CMU Algorithms Finds Gene-Defects
Computational biologists at Carnegie Mellon University (CMU) have devised an algorithm to rapidly sort through mountains of gene expression data to find unexpected phenomena that might merit further study.
One of the key features that sets the algorithm apart is that it re-examines its output, looking for mistakes it has made and then correcting them.
The research was carried out by Carl Kingsford, a professor in CMU’s Computational Biology Department, and Cong Ma, a Ph.D. student in computational biology. This is the first attempt by scientists at automating the search for these anomalies in gene expression inferred by RNA sequencing.
CMU Algorithms Finds Gene-Defects: Using Computational Biology In Genetics
Using this system, the researchers already have detected 88 anomalies that were unexpectedly high or low levels of expression of regions within genes.
Though an organism’s genetic makeup is static, the activity level, or expression, of genes varies significantly over time. Gene expression analysis has thus become a vital tool for biological research, as well as for diagnosing and monitoring cancers.
Anomalies can be important clues for researchers, but until now, finding them has been a painstaking, manual process, sometimes called “sequence gazing.”

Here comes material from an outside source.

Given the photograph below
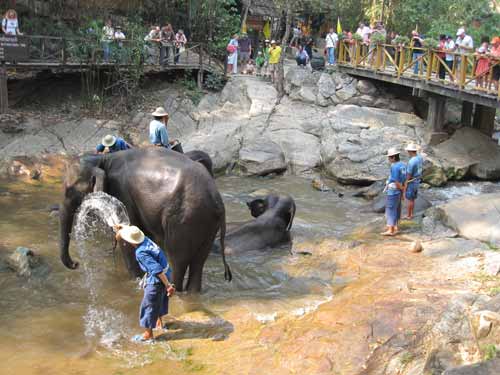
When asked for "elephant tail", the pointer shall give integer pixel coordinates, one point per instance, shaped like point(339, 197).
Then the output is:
point(228, 276)
point(292, 216)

Finding one anomaly might require examining 200,000 transcript sequences — sequences of RNA that encode information from the gene’s DNA. Dr. Kingsford said that most researchers, therefore, focus on regions of genes that they think are important, mainly ignoring the vast majority of potential anomalies.
Ma noted that identifying anomalies is often not clear cut. Some RNA-seq “reads,” for instance, are common to multiple genes and transcripts and sometimes get mapped to the wrong one. If that occurs, a genetic region might appear more or less active than expected.
CMU Algorithms Finds Gene-Defects: Algorithms That Rectifies Itself!
So the algorithm re-examines any anomalies it detects and sees if they disappear when the RNA-seq reads are redistributed between the genes.
The Falsely predicted instances of differential expression can be reduced by correcting anomalies with the re-examination method.